Rest assured, Blossom family lore doesn’t stop with Jason and Julian! Season five introduced Cheryl’s ancestor Abigail (also played by Madelaine Petsch), who was burned at the stake for witchcraft several centuries earlier and returned to seek revenge upon the descendants of her killers, Archie, Betty, and Jughead.
To do so, she possessed Cheryl’s body in season six, which the others somehow didn’t notice. Along the way, Abigail also tried to seduce Cheryl’s ex-girlfriend Toni, who she viewed as the reincarnation of her dear lover Thomasina. After Abigail is finally exorcised from Cheryl’s body, Cheryl and Toni agree to let Abigail and Thomasina’s spirits use their body so they can have sex one last time. I’m genuinely speechless, I have nothing to add here.
11. Rivervale
After Hiram attempts to vanquish his longtime foe Archie (which also can we take a minute to appreciate that Hyram is mid 40s and Archie, his arch nemesis, is literally a teenager) by planting a bomb under his bed in the season five finale, the subsequent explosion launched the gang into an alternate reality known as Rivervale, where the paranormal is everywhere.

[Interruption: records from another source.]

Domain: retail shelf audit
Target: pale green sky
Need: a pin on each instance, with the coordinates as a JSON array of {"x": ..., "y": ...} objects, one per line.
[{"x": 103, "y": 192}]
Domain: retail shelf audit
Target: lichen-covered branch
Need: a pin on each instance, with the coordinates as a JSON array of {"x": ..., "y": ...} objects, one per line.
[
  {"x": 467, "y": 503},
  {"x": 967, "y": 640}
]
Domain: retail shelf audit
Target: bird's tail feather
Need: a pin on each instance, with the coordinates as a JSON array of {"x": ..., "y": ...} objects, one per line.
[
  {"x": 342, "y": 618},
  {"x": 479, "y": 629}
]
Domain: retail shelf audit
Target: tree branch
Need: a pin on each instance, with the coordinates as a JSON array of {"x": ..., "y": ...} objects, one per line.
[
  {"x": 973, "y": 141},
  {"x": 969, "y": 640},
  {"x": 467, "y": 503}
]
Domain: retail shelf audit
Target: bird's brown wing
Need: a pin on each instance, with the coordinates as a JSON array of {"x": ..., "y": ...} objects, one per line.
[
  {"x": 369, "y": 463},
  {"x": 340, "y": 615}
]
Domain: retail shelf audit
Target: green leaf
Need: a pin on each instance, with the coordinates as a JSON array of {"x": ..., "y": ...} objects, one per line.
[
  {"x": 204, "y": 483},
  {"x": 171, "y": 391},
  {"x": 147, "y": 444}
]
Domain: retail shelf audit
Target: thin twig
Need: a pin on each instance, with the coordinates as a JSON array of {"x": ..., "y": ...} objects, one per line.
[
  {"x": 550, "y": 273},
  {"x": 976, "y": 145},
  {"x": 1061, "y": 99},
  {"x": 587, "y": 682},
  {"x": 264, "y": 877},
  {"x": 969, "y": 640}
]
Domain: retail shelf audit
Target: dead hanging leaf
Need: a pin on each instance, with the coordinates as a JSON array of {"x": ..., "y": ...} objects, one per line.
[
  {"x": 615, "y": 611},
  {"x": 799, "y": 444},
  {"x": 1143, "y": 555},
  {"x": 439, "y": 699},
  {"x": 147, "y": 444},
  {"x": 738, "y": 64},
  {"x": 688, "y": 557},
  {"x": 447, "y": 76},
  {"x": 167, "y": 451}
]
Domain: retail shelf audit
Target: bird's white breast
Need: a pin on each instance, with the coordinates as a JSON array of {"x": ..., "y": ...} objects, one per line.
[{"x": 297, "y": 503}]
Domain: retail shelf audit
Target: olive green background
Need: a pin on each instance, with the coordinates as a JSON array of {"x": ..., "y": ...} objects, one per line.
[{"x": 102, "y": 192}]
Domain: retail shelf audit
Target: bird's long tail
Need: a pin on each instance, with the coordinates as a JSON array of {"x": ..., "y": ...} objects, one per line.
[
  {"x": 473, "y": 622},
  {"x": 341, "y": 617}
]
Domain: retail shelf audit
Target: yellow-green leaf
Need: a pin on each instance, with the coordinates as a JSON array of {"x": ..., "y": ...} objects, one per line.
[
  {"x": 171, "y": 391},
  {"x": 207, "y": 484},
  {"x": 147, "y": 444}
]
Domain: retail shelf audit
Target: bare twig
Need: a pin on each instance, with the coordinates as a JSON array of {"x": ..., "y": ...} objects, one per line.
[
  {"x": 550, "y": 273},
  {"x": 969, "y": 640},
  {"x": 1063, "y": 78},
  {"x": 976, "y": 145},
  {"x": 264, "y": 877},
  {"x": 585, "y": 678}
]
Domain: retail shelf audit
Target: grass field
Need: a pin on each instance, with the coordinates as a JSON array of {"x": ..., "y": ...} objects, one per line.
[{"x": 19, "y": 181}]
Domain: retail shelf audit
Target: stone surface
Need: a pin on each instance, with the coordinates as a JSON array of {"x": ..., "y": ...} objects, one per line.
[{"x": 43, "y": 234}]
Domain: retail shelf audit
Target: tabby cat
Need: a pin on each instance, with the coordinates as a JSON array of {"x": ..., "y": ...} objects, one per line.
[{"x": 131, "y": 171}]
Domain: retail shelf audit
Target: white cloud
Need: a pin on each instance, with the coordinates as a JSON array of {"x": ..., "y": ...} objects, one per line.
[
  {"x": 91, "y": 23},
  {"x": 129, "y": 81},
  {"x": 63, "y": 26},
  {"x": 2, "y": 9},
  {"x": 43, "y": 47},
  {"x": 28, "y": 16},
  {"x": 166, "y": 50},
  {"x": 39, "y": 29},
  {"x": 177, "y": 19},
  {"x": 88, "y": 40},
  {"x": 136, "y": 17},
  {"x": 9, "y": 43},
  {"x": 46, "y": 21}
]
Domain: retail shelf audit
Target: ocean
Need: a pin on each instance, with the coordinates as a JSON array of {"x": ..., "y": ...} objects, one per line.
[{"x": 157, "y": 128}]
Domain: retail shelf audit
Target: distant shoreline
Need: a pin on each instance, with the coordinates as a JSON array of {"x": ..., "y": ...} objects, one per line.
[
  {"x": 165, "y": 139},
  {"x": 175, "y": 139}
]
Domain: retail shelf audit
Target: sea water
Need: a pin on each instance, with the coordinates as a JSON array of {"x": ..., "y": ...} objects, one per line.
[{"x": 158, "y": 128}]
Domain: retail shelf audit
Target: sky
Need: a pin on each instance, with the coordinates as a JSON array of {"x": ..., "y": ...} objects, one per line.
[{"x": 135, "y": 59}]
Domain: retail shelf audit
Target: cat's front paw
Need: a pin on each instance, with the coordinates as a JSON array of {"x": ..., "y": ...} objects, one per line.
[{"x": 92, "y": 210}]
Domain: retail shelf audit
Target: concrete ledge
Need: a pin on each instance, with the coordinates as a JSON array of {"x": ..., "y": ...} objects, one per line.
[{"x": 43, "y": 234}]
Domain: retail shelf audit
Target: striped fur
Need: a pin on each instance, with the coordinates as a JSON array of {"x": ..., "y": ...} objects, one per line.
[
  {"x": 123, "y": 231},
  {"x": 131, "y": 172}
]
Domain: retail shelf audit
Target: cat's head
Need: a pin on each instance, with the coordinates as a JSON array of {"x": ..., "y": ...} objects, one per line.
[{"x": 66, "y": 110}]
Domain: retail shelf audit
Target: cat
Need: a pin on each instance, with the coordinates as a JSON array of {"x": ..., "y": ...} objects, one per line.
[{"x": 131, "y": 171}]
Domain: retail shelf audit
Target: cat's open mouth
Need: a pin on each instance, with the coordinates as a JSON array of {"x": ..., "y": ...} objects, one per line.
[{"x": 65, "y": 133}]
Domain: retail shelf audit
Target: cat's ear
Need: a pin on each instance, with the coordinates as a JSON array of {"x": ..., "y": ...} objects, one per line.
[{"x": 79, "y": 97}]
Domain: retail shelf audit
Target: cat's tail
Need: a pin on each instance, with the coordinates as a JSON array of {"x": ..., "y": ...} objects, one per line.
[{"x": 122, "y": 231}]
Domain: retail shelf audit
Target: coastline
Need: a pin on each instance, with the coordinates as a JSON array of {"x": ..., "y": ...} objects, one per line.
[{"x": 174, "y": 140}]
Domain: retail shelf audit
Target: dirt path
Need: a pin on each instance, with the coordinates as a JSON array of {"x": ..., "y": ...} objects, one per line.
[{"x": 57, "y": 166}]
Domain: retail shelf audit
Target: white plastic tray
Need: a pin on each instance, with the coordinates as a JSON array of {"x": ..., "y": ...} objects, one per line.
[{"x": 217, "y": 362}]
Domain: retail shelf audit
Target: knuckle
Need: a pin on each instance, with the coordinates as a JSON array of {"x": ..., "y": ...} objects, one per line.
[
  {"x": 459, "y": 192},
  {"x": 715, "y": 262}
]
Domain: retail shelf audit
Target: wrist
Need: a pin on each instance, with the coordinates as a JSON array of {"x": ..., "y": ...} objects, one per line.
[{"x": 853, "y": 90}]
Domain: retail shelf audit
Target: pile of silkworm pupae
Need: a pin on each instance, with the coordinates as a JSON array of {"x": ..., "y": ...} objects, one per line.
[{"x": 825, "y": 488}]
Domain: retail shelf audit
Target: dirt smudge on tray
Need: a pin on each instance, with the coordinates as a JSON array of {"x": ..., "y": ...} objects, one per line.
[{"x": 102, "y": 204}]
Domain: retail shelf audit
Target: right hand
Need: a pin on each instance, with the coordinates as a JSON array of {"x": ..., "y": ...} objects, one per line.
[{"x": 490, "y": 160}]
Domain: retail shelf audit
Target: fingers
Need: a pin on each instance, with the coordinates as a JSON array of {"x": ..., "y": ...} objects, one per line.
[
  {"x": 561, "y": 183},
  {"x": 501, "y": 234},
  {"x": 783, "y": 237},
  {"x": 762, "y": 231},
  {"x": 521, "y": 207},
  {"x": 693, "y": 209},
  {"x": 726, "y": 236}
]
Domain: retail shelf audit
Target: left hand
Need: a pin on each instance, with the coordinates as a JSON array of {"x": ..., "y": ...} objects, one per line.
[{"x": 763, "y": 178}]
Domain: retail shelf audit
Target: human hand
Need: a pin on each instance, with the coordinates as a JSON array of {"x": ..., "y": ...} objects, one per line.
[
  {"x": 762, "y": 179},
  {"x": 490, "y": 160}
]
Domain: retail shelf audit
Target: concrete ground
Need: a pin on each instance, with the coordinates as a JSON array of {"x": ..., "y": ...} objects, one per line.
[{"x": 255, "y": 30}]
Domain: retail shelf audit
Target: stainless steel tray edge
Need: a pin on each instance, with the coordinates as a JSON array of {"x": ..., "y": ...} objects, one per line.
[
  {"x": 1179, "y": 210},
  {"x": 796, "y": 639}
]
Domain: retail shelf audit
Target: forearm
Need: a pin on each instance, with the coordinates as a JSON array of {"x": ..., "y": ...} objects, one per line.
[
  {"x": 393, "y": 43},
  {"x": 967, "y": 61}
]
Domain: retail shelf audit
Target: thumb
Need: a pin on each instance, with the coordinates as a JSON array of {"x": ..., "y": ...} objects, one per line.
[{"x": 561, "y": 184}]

For the first five episodes of season six, the writers decided to just go fully unhinged. Archie was killed in a town-wide sacrifice, the devil walked into Veronica’s casino and Toni turned into La Llorona!
12. Supernatural powers
After the ordinary Riverdale was restored thanks to some quick work from Rivervale Jughead, our characters didn’t come back exactly right, because that would be far too easy. Instead, they develop unique superpowers like super strength, mind-reading, and pyrokinesis.
One such honourable mention has to go to Veronica who can poison people with a kiss, which she then reverse-engineers to make Cheryl invulnerable to. But as Veronica explains in the season six finale, “It’s not queer-baiting, it’s saving the world!” And yes, yes she really said that.
13. Percivil Pickens
Riverdale’s audaciousness reached an all-time high in season six. Our newly super-powered heroes found themselves up against the evil Percival Pickens, an immortal villain who has his own magical powers thanks to a deal he made with the Devil back in the Pilgrim days (yeah as in the actual Devil). It just so happened that he was originally from Rivervale, but ended up in Riverdale as a result of the bomb explosion.
Deciding to make the most of being in Riverdale he started trying to make it like Rivervale by setting Biblical plagues upon its residents or trying to build a ghost train to bring the realm of the dead back into the world of the living.